Jervis McEntee Diaries

Thursday June 21, 1883

Jervis McEntee Diary Entry, June 21, 1883, from the Jervis McEntee papers, 1850-1905, in the Archives of American Art, Smithsonian Institution

Thursday, June 21, 1883 The longest day of all the year and an ideal day it has been, cool and sweet with magnificent skies such as I ought to be painting. But somehow all my work from nature utterly discourages me. I went to my studio after breakfast and painted a vase of roses which stood in the dining room and looked so pretty. I never do succeed with flowers but I thought I might do better with this. I succeeded only tolerably--could not get the color and while it looked pretty well it had not the freshness of nature.

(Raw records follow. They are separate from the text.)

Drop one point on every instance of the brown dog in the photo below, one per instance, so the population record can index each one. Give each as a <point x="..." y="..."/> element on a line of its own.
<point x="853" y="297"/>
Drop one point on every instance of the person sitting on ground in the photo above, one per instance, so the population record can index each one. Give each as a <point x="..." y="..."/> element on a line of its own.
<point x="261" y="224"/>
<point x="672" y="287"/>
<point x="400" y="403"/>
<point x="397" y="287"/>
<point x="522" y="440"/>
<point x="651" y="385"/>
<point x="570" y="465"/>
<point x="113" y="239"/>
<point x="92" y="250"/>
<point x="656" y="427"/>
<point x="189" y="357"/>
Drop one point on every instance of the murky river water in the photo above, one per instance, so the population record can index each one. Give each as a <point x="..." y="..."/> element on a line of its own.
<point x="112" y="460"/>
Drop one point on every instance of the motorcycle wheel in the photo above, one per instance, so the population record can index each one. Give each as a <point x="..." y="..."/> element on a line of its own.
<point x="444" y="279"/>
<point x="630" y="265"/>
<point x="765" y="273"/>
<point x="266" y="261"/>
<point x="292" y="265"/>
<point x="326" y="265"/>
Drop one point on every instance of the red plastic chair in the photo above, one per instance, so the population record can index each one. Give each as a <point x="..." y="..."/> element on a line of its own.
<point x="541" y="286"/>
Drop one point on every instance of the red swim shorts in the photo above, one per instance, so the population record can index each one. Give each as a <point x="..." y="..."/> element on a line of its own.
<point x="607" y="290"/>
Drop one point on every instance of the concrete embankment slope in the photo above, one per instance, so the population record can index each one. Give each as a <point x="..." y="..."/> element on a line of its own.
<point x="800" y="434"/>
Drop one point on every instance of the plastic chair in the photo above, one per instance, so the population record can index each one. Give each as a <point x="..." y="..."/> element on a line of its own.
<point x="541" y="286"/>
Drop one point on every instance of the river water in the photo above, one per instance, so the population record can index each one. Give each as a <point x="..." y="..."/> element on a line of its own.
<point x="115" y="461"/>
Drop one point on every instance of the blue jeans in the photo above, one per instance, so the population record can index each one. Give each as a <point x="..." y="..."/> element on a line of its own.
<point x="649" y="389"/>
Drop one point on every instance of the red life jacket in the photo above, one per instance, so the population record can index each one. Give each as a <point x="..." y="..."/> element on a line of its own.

After dinner I took a walk. Downing went with me a part of the way and returned. We stopped at the cemetery to look at the morning glory plants I set out on Maurices grave. They had wilted but a very little and soon I think will cover the bare mound. Downing went with me to the end of the cemetery and returned. The laurels are in full bloom out on the Common. I went out above the tunnel and walked up the track to the cemetery and home. The skies very fine and the landscape rich and shadowy. I felt melancholy sad that the years are going by and I seem to accomplish so little. I am happy when at work if my work is tolerably successful, but so much time seems wasted here at home and I feel in so many ways hampered and bound that I get very depressed over it. A letter from Eastman Johnson. He too has his anxieties and sees often the sad side of life.